Was Sie fand, war eine Mischung aus Zustimmung, Ablehnung und genervtem Schulterzucken. Auf krone.at liest man: „Die Politik soll sich nicht in die Familienangelegenheiten einmischen, jede Familie soll das so machen wie sie will.“ Ein anderer Kommentar fordert: „Auf jeden Fall braucht es einen Gehaltsausgleich, der es den Vätern wirklich ermöglicht, bei den Kindern zu bleiben.“ Und auf derStandard.at klingt es schlicht erschöpft: „Zum 100. Mal die gleiche Diskussion, zum 100. die gleichen öden Kommentare und Ausreden.“

Bekannte Muster, neue Bühne

In vielen Beiträgen erscheint Väterkarenz nicht als neutrale Option, sondern als erklärungsbedürftige Entscheidung. Wer sie nimmt, muss mit Fragen rechnen – zu Finanzen, Karriere oder Rollenbildern. Wer sie nicht nimmt, wird kaum befragt. Schuster sieht darin ein Beispiel dafür, wie sich gesellschaftliche Normen in Alltagsdebatten spiegeln. Kommentarspalten bieten hier eine Bühne, auf der diese Vorstellungen immer wieder inszeniert und verteidigt werden.

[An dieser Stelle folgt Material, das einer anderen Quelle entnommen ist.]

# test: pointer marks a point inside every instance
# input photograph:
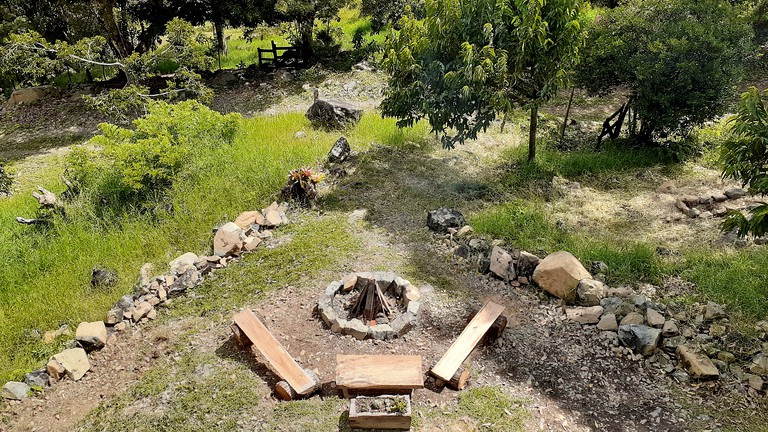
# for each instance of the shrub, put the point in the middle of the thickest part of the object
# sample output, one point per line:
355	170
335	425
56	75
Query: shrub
745	158
137	165
678	59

Die Methode hat ihre Grenzen. Kommentare sind anonym, können ironisch oder provokant gemeint sein, und ihre Sichtbarkeit wird durch Moderation und Plattformlogiken beeinflusst. Dennoch liefern sie verdichtete Einblicke in Argumentationsmuster, die in Interviews möglicherweise unausgesprochen blieben.

Ein Spiegel der Debatte

Die Analyse zeigt, dass Väterkarenz mehr als eine rechtliche Möglichkeit ist. Sie wird öffentlich bewertet und verhandelt. In den untersuchten Diskussionen prallen politische, ökonomische und kulturelle Argumente aufeinander. Was Schusters Forschung sichtbar macht, ist ein fortlaufender Aushandlungsprozess – nicht nur darüber, ob Väter in Karenz gehen, sondern auch darüber, wie Gesellschaft Verantwortung zwischen den Geschlechtern verteilt.